"You will take me to Mrs. Lockyard?" said Doris quickly.

"Of course. She is at her flat, she and Mrs. Fricker. We shall be there soon after midnight, all being well. Confound this stream! It swirls like a mill-race."

He fell silent, and devoted all his attention to reaching the farther bank.

Doris sat with the lantern in her hands, striving desperately to control her nervous excitement. Her absence could not have been discovered yet, she was sure, but she was in a fever of anxiety notwithstanding.
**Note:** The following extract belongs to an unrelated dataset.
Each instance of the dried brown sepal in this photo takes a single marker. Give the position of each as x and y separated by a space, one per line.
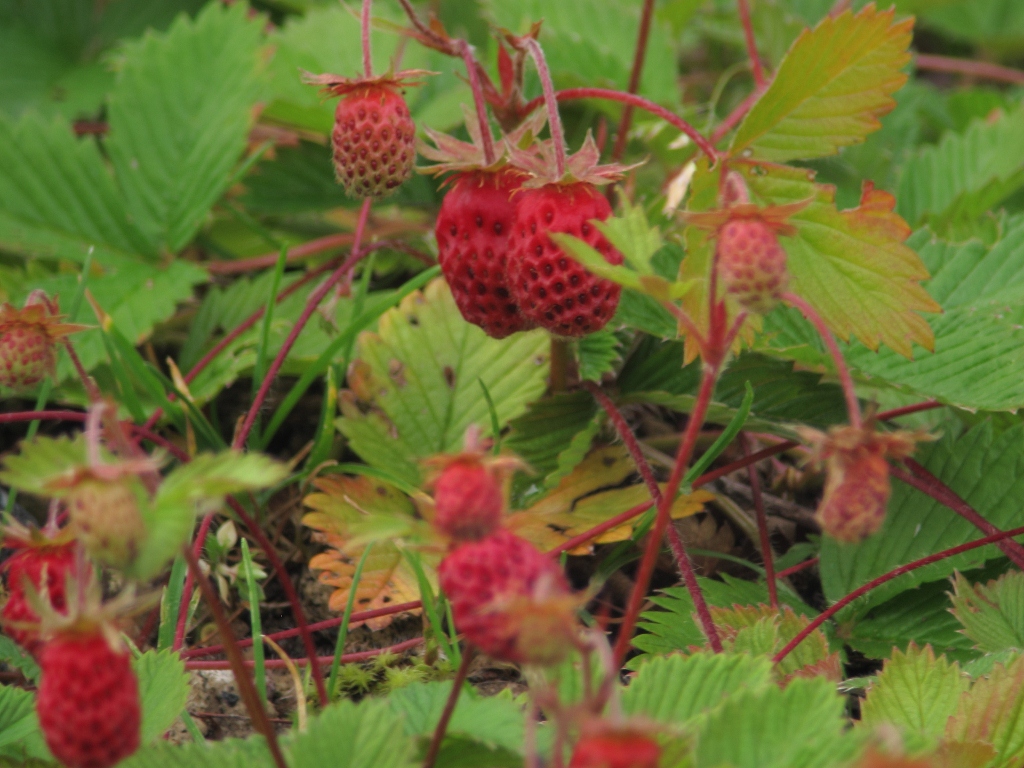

She would not feel safe until she was actually on the road.

The boat bumped at last against the bank, and she drew a breath of relief. The journey had seemed interminable.

Suddenly through the windy darkness there came to them the hoot of a motor-horn.

"That's all right," said Brandon cheerily. "That's Fricker, wanting to know if all's well."

He hurried her over the wet grass, skirted the house by a side-path that ran between dripping laurels, and brought her out finally into the little front garden.

A glare of acetylene lamps met them abruptly as they emerged, dazzling them for the moment. The buzz of a motor engine also greeted them, and a smell of petrol hung in the wet air.

As her eyes accustomed themselves to the brightness, Doris made out a small closed motor-car, with a masked chauffeur seated at the wheel.